The present invention relates generally to integrated circuit (IC) designs, and, more particularly, to voltage level shifter designs.
As semiconductor feature sizes scale down to a deep submicron region, their operation voltages also have to scale down. For instance, in a 65 nm process technology, the operation voltage is around 1.0V. But outside such a chip, i.e., in the system level, the operation voltage may still remain, for example, 1.8V. Then a need for voltage level shifters arises. A high-to-low voltage level shifter transfers input signals from 1.8V to 1.0V for chip internal operations. A low-to-high voltage level shifter transfers output signals from 1.0V to 1.8V for system operations.
A conventional voltage level shifter employs two stage complementary metal-oxide-semiconductor (CMOS) circuits, with a first stage operating at a first voltage, and a second stage operating at a second voltage. When their threshold voltages are properly adjusted, they can perform voltage level shifting as desired.
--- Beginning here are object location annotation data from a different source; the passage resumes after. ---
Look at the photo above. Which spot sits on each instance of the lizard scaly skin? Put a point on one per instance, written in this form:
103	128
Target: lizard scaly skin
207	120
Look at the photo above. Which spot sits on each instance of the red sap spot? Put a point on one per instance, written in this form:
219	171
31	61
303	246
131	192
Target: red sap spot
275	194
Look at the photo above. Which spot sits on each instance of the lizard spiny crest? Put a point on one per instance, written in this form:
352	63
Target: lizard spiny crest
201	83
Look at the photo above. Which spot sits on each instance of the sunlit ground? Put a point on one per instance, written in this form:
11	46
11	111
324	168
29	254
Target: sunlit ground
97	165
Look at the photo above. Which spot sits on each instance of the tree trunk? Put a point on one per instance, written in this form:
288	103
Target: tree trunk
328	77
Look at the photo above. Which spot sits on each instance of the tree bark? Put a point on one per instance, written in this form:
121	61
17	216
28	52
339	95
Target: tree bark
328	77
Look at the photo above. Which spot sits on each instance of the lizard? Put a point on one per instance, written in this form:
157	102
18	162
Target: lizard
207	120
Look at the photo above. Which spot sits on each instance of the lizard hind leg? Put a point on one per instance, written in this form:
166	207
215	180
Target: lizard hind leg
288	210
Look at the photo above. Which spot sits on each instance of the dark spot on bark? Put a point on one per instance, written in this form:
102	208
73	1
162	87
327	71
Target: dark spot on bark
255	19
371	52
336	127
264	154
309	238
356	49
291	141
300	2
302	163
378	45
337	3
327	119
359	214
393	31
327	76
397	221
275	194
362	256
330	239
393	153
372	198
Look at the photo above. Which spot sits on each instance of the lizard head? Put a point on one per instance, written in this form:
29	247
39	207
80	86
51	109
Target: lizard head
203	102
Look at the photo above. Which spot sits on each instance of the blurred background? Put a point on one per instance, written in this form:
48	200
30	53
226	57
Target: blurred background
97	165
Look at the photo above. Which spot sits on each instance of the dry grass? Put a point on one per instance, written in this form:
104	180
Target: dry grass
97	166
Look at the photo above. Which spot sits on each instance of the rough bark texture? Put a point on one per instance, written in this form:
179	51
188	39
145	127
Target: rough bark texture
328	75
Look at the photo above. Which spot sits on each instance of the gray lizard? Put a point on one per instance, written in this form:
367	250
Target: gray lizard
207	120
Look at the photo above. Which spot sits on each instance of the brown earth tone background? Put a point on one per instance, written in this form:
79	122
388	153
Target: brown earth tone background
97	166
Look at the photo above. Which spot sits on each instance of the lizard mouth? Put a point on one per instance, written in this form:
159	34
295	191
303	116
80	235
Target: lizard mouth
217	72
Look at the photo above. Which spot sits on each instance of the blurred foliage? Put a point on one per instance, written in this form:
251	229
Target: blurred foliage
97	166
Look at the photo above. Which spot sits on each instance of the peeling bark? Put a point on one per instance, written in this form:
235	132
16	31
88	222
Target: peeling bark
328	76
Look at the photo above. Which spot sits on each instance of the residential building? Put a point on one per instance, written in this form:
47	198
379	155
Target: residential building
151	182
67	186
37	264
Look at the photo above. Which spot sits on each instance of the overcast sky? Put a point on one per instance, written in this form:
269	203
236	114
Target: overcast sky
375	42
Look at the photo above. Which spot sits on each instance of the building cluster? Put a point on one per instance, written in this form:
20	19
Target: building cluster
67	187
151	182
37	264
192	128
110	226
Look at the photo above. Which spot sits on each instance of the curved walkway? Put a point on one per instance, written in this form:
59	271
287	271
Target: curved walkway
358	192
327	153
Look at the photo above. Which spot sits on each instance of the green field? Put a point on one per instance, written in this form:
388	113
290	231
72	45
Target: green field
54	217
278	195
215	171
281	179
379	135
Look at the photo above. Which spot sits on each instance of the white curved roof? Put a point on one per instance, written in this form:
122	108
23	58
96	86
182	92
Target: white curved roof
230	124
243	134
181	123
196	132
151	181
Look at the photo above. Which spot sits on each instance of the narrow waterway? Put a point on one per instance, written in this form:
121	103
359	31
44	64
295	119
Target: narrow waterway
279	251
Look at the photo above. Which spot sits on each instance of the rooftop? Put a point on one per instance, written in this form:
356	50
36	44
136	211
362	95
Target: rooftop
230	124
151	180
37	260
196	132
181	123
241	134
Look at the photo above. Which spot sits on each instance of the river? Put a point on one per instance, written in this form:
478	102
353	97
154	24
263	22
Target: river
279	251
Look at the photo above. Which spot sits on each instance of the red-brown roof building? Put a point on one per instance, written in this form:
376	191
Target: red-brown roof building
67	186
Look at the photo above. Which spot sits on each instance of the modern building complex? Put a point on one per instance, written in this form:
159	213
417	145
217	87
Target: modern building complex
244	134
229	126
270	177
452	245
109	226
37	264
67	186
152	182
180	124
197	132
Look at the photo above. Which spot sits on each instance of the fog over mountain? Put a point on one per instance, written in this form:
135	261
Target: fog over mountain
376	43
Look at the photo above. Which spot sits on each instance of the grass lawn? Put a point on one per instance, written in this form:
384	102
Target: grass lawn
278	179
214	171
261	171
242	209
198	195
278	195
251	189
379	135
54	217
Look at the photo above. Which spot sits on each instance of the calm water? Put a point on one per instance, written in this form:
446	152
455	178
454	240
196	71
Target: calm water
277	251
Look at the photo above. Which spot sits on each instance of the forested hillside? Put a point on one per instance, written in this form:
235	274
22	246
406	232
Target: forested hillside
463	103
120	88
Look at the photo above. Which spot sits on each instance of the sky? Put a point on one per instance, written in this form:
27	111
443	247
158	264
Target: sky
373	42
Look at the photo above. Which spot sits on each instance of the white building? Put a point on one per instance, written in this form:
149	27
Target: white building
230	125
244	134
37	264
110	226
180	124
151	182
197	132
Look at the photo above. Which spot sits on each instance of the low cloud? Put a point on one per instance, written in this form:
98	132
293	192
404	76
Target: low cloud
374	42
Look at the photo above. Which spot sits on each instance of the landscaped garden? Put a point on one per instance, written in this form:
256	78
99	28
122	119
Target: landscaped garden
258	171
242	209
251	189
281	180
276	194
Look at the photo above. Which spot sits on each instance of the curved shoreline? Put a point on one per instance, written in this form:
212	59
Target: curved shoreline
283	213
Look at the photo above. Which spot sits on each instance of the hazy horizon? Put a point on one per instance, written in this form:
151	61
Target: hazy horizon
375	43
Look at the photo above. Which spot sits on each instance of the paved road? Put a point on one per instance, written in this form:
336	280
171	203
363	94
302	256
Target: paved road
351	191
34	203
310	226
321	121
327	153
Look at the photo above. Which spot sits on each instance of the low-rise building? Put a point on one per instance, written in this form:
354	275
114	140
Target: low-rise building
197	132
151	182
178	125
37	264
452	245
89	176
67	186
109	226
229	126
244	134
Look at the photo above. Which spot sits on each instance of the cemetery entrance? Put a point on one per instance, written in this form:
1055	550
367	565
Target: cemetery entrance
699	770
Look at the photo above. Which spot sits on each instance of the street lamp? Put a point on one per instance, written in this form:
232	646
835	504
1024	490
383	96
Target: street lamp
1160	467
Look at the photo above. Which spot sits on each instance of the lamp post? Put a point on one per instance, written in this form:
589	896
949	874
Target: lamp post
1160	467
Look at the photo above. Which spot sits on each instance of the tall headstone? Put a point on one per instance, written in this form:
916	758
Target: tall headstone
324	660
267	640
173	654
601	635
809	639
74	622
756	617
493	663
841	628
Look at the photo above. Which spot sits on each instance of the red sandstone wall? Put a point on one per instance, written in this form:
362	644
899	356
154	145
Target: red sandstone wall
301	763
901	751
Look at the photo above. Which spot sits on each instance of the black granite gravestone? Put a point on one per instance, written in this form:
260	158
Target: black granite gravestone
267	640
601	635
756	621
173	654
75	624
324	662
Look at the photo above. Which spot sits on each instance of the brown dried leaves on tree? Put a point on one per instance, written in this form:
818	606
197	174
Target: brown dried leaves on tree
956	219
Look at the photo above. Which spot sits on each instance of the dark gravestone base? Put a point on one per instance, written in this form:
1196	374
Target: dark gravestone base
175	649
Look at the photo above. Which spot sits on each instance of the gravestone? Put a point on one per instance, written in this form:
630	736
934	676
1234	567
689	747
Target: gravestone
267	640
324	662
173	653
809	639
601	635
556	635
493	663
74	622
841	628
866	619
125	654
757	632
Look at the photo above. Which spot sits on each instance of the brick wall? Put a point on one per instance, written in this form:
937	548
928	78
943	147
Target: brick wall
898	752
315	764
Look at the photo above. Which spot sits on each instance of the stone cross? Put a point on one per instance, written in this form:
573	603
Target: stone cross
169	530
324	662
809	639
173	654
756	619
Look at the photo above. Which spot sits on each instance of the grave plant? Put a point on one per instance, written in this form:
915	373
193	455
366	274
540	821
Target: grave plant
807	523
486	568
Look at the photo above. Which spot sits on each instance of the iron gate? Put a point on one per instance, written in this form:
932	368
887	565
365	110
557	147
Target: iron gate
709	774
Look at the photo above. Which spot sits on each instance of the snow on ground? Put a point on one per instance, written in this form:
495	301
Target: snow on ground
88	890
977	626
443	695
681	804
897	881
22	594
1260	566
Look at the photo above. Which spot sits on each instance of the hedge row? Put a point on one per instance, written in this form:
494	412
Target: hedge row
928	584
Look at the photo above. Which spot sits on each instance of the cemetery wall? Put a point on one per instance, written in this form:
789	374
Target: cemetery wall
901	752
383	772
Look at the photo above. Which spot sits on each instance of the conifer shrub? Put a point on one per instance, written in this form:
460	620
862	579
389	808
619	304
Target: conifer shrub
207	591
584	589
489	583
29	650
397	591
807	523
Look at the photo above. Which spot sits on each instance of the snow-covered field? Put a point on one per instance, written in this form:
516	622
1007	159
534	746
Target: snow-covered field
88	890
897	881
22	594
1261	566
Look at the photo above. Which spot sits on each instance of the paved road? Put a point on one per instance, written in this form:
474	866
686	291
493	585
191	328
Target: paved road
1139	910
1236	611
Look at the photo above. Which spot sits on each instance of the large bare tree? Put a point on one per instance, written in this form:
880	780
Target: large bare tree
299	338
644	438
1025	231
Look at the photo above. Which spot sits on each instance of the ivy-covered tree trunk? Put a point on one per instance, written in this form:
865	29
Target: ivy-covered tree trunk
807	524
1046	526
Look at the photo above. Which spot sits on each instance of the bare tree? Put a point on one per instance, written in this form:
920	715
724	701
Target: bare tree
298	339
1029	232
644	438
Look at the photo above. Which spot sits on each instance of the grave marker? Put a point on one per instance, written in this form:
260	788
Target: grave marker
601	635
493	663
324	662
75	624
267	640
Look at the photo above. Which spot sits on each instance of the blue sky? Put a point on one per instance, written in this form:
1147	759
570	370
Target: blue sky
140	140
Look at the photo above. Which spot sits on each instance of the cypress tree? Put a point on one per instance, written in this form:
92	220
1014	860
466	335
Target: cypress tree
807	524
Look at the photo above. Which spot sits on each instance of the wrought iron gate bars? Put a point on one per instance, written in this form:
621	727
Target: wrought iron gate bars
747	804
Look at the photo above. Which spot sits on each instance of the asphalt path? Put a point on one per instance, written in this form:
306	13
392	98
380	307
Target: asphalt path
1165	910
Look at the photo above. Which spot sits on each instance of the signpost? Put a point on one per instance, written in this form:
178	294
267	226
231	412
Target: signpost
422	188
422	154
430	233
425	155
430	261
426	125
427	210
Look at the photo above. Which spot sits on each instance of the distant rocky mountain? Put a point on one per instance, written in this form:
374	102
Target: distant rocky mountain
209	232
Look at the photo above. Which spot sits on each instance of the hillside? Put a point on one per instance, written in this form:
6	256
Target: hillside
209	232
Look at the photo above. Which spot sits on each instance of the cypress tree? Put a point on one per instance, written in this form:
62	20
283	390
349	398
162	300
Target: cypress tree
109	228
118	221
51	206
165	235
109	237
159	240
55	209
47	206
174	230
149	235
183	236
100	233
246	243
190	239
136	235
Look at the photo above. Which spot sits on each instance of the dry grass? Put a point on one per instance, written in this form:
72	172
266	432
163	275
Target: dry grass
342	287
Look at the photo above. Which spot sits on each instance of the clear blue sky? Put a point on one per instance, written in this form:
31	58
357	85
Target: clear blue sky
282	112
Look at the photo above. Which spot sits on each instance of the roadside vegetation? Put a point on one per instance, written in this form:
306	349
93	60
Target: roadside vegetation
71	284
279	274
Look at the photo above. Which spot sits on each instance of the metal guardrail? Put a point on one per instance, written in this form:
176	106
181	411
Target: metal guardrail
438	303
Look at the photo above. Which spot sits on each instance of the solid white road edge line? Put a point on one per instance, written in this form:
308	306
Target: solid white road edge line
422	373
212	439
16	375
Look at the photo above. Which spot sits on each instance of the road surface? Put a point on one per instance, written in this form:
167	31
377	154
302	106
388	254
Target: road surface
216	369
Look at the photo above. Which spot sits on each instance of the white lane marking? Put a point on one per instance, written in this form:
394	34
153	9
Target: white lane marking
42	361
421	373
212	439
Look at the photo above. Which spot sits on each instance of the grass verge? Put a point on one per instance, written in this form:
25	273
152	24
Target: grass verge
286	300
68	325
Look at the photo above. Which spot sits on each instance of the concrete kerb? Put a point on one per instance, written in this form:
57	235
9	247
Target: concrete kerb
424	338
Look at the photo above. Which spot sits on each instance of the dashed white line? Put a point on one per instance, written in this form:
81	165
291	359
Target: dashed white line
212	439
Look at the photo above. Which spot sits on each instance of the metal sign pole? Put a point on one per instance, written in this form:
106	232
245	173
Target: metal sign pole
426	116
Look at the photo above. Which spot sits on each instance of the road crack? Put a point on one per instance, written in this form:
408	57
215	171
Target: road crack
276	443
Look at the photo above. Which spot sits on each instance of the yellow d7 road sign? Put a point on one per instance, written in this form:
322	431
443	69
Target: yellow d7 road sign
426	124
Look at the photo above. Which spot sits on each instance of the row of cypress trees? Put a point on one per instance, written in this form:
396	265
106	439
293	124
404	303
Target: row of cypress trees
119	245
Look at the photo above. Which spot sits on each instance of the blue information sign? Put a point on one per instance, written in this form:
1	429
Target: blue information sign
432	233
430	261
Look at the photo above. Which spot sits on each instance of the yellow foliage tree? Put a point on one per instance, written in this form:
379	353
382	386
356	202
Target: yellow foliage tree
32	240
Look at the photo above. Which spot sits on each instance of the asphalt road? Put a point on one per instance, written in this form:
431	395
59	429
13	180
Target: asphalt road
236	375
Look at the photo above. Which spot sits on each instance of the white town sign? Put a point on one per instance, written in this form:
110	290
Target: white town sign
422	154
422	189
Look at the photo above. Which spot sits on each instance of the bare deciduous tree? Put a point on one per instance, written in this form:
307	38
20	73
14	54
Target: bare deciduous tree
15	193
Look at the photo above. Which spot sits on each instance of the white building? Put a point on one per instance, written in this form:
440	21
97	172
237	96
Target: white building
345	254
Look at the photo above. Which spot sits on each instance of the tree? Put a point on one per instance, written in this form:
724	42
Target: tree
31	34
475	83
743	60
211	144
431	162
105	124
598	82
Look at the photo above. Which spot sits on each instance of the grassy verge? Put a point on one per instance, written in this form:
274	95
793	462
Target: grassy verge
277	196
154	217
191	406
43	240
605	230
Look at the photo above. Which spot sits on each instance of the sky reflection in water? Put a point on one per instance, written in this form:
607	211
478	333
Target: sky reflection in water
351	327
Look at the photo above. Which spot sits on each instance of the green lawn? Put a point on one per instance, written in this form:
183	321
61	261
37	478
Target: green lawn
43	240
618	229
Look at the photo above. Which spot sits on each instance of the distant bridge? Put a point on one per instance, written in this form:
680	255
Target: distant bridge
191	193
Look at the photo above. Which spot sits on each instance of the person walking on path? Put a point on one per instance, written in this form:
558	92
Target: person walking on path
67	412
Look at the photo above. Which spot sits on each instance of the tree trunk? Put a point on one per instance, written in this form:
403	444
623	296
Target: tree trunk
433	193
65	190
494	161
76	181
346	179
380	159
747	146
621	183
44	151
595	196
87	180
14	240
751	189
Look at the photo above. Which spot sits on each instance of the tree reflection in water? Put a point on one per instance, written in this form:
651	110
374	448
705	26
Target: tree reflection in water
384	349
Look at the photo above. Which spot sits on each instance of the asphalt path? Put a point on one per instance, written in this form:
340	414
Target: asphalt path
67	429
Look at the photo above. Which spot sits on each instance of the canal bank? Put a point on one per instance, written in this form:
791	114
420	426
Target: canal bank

However, the conventional voltage level shifter may occupy large layout areas. Because a first Nwell for a P-type metal-oxide-semiconductor (PMOS) transistor in the first stage is coupled to a first voltage, while a second Nwell for a PMOS transistor in the second state inverter is coupled to a second voltage, therefore, the first and second Nwells have to be separated and have to maintain a certain distance, which is determined by the technology being used. Two separated Nwells certainly occupy a larger layout area than a single Nwell.
As such, what is desired is a voltage level shifter with a Nwell coupled to a single voltage, and hence both first and second PMOS transistors may be formed in a single Nwell.